Old Words as a Reminder of Delightful Simplicity

glass and bottleI stumbled across a quote from the writings of Colette the other day.  Colette was a rather prolific French writer who grew up in Burgundy during the late 1800’s (for more information click here).  She is famous for much of her fiction, but I enjoy reading her writings about her life in Burgundy, and also those about her mother, Sido, a practical woman who was in tune with nature and its cycles.  In this passage, she talks about her introduction to wine and her wine “schooling” as a child:

     It was between my eleventh and fifteenth years that this admirable educational program was perfected.  My mother was afraid that I was outgrowing my strength and was in danger of a “decline”.  One by one, she unearthed, from their bed of dry sand, certain bottles that had been aging beneath our house in a cellar—………—I drank Chateau Lafites, Chambertins, and Cortons which had escaped capture by the “Prussians” in 1870.  Certain of these wines were already fading, pale and scented like a dead rose; they lay on a sediment of tannin that darkened their bottles, but most of them retained their aristocratic ardor and their invigorating powers.  The good old days!
     I drained that paternal cellar, goblet by goblet, delicately…My mother would recork the opened bottle and contemplate the glory of the great French vineyards in my cheeks.
     Happy those children who are not made to blow out their stomachs with great glasses of red-tinted water during their meals!  Wise those parents who measure out to their progeny a tiny glass of pure wine – and I mean pure in the noble sense of the word – and teach them:  “Away from the meal tale, you have the pump, the faucet, the spring, and the filter at your disposal.  Water is for quenching the thirst.  Wine, according to its quality and the soil where it is grown, is a necessary tonic, a luxury, anda fitting tribute to good food.”  And is it not also a source of nourishment in itself?......It is no small thing to conceive a contempt, so early in life, not only for those who drink no wine at all but also for those who drink too much.
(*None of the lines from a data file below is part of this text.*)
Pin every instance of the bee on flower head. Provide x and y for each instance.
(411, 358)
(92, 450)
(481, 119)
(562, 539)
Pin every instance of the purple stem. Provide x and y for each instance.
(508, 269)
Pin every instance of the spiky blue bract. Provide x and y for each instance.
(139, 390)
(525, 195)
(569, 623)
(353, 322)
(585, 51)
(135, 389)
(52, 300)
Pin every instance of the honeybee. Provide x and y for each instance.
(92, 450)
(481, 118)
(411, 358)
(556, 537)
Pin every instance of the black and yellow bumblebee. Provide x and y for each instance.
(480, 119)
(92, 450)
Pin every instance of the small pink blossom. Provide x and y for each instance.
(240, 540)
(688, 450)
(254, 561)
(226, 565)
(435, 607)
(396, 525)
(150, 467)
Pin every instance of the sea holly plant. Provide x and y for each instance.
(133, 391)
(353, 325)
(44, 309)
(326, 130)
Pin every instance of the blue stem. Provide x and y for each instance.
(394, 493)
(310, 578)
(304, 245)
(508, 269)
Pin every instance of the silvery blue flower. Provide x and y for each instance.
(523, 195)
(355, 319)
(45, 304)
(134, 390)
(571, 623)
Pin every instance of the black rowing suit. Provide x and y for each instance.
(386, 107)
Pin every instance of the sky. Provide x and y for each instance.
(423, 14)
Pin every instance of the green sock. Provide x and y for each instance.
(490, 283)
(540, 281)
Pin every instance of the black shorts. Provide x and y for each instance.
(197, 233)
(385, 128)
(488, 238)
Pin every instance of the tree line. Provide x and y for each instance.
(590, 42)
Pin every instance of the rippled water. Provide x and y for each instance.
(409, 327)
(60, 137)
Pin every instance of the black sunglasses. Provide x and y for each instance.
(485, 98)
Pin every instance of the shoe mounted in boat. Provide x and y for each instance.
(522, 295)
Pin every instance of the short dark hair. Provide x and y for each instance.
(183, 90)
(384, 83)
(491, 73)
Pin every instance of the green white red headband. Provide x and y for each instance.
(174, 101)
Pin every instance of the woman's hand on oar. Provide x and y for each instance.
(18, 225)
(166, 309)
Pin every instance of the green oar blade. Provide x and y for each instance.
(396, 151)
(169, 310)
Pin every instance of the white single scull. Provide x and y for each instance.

     The vine and the wine it produces are two great mysteries.  Alone in the vegetable kingdom, the vine makes the true savor of the earth intelligible to man.  With what fidelity it makes the translation!  It senses, then expresses, in its clusters of fruit the secrets of the soil.  The flint, through the vine, tells us that it is living, fusible, a giver of nourishment.  Only in wine does the ungrateful chalk pour out its golden tears…..

Can we take claim to any of these theories in modern day America?  Wine as medicine?  Teaching our children about respect and responsibility for alcohol?  The transference of the qualities of the soil through the vine into a form that is not only useful to the body, but also a unique, singular expression of it’s elements?

From reading these old words, I realize that most folks in France at the time who were probably more agrarian in those days, accepted these ideas without question.  Here in the modern America, we have to analyze, debate, pour money into an organization in order to test an idea, etc. about all of those “contentious” topics:  underage drinking,  wine and health, “what is terroir?”.  I realize debate is a democratic principal, but these days, I prefer to keep it simple and just read Colette and enjoy a glass of wine.  How about you?  Bon Sante!   

 

One Response to “Old Words as a Reminder of Delightful Simplicity”

  1. Nodia Says:

    Annette,

    Can wine be medicine? “Wine as medicine?”

    I study medicinal properties of plants and I remember early on in my teachings we had to write down what was medicine to us.

    What I came up with sitting in the shade of the Redwoods was: a smile can be medicine, laughter can be medicine, making dinner can be medicine.
    Wine & children.(pause)..making wine can be medicine, making tinctures using wine as the menstrum is certainly medicine.(pause)..like the ocean children must excercise respect and when it comes to alcohol, to the ocean, to others that may not be like them because it is what we don’t understand is can make up ignorance (such a harsh word).

    Wine making is a science and yes nature and science can and do come together. This can be taught to children – was it ever bad for one to taste dad’s beer?

    Sitting with a glass of wine, reading Colette, sounds like great medicine to me.